Ya en el XIX, sólo Ingres –el gran Ingres, y su “pintura de trapos”-, Guerain, y algún que otro despistado seguirá en la cruzada por la línea, porque el XIX es el siglo del color -¡qué contradicción! Cuando uno piensa en el XIX no puede evitar pensar en fotos en blanco y negro, y cuando uno piensa en el XVIII, en el XVII, en el XVI, lo primero que le viene a la mente es color, en estallido-, el siglo de los caballos de Géricault (el gran Géricault, seductor de mujeres, domador de caballos, héroe de fábula,…), de esos speech Delacroix, de los clítoris abiertos de Courbet, de los impresionistas, de los postimpresionistas, y de los primeros experimentos fauves.

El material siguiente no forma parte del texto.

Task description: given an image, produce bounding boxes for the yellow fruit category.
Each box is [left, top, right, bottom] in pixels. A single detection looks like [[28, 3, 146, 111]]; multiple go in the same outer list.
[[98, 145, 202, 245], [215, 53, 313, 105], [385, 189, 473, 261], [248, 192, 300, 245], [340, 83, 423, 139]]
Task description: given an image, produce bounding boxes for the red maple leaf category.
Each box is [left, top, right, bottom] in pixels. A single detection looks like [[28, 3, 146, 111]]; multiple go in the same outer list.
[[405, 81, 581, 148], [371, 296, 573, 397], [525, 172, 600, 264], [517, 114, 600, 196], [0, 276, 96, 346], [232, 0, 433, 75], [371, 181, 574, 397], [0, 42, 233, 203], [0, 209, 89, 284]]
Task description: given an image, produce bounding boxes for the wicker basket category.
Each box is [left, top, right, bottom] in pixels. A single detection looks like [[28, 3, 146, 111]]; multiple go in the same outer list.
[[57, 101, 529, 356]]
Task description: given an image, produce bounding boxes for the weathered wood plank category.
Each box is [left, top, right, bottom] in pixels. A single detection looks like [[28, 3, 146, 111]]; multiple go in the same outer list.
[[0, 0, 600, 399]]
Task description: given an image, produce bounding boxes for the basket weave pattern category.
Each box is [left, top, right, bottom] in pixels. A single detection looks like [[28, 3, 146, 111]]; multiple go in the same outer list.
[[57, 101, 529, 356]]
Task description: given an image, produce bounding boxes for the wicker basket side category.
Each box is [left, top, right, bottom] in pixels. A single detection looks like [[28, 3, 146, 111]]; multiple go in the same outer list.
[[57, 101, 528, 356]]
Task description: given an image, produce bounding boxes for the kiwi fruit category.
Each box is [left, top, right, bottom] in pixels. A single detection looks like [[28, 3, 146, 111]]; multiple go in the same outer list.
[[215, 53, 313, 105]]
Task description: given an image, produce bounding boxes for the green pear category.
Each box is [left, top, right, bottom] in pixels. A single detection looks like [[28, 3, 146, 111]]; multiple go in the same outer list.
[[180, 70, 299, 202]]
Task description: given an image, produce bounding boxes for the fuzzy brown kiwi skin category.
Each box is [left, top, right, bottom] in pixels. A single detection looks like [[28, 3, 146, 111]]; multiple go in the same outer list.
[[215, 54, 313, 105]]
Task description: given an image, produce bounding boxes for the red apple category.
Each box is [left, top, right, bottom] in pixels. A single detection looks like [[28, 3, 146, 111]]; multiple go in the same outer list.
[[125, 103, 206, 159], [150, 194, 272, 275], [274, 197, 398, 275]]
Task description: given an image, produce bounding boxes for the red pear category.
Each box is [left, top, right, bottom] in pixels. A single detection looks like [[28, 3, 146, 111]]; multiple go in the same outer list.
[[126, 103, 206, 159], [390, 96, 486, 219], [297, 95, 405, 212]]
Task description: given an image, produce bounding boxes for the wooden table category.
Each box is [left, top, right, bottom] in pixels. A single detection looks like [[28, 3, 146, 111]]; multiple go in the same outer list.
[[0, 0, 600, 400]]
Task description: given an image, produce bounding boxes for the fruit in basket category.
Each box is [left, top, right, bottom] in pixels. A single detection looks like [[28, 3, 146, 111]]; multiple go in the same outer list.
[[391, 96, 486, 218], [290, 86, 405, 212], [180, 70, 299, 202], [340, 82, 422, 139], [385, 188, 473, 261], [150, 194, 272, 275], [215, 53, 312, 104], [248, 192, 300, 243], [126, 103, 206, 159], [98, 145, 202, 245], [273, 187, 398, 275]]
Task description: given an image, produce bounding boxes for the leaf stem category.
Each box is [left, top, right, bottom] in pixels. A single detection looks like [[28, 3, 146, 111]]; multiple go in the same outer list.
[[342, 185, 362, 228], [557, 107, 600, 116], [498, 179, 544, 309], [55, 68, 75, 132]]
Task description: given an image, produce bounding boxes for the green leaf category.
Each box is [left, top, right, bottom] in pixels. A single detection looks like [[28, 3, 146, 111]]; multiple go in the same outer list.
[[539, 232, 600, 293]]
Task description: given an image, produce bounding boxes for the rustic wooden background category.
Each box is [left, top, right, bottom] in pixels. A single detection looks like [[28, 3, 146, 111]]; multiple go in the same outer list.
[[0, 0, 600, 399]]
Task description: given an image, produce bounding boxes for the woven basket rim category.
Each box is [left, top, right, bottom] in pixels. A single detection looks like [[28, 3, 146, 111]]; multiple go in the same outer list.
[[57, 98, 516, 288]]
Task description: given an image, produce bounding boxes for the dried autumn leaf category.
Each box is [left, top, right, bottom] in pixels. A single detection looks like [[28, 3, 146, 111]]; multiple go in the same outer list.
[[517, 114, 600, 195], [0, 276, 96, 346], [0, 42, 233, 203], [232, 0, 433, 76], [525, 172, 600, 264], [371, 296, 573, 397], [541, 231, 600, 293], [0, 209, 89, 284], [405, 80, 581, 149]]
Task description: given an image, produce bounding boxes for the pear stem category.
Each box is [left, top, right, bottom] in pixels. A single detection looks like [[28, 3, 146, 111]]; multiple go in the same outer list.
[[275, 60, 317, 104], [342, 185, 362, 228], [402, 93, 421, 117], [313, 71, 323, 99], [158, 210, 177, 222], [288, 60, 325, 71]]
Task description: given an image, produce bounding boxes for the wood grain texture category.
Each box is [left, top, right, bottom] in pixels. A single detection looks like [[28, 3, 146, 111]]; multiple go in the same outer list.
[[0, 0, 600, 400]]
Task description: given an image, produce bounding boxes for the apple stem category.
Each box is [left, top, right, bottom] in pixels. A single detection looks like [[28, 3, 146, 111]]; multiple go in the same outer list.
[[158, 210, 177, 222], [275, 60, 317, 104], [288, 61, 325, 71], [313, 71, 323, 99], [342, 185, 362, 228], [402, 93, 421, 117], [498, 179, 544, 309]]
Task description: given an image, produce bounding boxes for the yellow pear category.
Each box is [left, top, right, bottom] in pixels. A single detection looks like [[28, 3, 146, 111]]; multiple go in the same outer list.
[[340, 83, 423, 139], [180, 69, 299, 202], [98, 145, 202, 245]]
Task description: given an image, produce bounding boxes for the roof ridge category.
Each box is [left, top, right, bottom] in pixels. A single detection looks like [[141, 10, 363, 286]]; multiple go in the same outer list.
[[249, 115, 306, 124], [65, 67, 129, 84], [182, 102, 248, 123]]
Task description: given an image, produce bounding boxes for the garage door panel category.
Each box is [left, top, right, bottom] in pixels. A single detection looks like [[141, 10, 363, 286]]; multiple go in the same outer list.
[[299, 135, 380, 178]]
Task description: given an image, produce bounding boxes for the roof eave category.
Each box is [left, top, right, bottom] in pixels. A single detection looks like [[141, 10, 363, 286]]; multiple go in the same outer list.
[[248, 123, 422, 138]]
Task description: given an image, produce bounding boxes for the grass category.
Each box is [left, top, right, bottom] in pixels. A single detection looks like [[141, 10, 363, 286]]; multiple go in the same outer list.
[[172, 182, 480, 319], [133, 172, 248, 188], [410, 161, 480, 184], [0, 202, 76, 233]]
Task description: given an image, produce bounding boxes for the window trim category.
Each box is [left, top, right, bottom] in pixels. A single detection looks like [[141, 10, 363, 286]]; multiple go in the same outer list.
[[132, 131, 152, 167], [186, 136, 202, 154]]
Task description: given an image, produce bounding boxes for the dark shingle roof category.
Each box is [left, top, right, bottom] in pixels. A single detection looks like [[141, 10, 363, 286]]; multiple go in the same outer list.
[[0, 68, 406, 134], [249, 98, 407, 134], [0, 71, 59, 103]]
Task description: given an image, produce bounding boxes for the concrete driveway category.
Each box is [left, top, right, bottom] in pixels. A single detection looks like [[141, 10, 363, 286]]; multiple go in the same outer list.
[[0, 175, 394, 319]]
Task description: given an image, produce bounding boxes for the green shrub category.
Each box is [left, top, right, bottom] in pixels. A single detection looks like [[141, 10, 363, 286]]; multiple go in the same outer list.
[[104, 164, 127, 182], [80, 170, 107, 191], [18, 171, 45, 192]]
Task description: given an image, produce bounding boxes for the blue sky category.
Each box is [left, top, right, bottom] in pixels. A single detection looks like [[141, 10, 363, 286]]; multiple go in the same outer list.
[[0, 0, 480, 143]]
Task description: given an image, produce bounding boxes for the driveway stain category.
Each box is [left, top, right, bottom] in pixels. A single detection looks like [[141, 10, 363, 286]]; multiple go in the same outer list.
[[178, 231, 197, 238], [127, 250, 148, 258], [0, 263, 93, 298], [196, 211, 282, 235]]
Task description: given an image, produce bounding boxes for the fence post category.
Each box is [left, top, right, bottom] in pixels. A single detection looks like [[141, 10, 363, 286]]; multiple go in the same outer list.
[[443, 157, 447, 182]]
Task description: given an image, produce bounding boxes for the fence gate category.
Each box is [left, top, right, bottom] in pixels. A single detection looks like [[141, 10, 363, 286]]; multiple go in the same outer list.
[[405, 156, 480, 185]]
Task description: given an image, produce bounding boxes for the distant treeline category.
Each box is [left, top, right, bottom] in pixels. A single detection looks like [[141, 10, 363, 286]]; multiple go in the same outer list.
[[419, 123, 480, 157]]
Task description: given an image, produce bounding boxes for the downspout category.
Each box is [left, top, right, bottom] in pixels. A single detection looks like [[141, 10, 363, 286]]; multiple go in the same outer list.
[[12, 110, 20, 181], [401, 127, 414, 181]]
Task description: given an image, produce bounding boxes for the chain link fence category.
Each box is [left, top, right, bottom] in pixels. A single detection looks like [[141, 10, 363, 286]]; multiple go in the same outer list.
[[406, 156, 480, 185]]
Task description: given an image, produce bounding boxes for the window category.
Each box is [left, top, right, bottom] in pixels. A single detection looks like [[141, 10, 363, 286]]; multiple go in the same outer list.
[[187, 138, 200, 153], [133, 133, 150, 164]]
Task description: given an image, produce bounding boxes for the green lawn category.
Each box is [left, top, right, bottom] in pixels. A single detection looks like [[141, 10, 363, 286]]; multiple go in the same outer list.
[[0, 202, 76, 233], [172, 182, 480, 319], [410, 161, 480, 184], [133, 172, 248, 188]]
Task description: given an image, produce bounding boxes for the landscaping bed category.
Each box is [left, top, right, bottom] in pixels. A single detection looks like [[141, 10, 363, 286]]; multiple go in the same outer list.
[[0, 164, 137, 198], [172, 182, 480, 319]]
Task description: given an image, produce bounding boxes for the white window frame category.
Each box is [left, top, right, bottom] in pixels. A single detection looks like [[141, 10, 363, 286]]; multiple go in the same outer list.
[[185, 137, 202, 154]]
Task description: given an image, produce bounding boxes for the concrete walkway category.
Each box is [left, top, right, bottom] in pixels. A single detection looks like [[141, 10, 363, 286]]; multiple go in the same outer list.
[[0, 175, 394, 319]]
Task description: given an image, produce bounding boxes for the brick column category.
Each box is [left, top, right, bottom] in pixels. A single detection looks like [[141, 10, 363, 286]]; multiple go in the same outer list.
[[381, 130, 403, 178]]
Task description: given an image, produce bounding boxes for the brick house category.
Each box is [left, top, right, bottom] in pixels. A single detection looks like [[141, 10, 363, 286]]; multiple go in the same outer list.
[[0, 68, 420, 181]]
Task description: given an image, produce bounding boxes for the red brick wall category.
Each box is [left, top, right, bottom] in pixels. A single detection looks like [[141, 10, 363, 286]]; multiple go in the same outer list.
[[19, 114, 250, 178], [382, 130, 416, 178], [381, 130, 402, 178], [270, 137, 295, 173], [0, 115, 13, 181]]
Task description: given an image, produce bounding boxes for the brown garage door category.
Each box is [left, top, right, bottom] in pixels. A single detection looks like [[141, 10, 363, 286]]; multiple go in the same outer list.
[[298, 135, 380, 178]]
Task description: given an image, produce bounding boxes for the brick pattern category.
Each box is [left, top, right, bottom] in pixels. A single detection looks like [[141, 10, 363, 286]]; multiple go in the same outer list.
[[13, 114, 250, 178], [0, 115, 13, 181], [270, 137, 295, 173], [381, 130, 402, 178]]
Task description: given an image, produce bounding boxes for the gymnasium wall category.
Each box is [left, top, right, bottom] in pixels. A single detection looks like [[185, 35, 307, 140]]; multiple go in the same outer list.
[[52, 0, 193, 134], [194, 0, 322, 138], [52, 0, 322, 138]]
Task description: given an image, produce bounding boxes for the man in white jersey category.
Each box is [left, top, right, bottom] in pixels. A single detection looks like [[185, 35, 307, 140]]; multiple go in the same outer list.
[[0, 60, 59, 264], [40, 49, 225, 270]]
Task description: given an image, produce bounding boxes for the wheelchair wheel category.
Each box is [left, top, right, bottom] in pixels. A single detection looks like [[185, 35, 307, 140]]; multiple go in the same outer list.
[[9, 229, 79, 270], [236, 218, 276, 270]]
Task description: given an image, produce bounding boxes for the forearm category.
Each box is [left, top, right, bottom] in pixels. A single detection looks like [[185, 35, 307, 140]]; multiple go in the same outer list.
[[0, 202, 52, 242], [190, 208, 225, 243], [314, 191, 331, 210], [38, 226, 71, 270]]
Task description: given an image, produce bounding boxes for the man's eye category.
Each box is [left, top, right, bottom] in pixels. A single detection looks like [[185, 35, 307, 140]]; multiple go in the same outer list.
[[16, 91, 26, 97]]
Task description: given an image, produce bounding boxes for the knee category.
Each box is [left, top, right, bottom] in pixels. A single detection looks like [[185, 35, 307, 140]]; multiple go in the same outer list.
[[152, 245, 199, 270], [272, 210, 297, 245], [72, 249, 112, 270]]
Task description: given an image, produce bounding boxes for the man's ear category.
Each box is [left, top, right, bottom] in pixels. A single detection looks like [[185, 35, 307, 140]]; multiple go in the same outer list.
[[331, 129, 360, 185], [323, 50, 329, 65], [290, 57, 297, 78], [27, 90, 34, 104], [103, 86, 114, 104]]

El XX. Matisse y Picasso. Color y línea. Y paralelamente, Kandinsky –color- y Braque –línea-, Derain –color- y Mondrian –línea-. Línea Mondrian. Tengo un amigo que dice que sus cuadros le recuerdan a muchos de los muros que hay en algunas de nuestras ciudades, de esos a base de sillares de formas rectangulares y cuadradas irregulares; a un importante historiador del arte francés le parecen como pequeñas proyecciones de un laberinto; según A.G.G., profesor pasota y tal de la facultad de Geografía e Historia de la UCM y especialista en las primeras vanguardias, dice que cada cuadro no es más que un fragmento de un Mondrian gigantesco, enorme, de una habitación Mondrian decorada de forma gigantesca y total a base de cuadrados, de tal manera que el viejecito Piet sólo tenía que mover su caballete hasta el lugar que quería reproducir de esas paredes; como resultado, cada lienzo Mondrian sería un pequeño fragmento de ese “cosmos” de líneas rectas y rectángulos de colores primarios. Todo esto está fenomenal, pero lo que no dice ninguno de todos ellos es que el viejecito Mondrian es la simbiosis, la unión, el lugar de encuentro final de ambas escuelas, y esa fusión dejó en paz la absurda discusión entre forma y materia, porque como dijo el mismo catedrático, James Dean de los pasillos humeantes de la planta 8 de una caja de cerillas de ladrillo, “¿por qué una dicotomía entre línea y color? La forma nunca es un problema; la línea, el color, nunca son problemas a la hora de hablar del arte”.


Por eso Mondrian es fabulosamente clásico, porque su discurso es universal, y nos otorga una absoluta calma, nos aleja de comernos la quijotera pensando en esas gilipolleces de "línea" o "color", nos abraza en su universo de líneas tiradísimas y Coltrane, de paz, de armonía.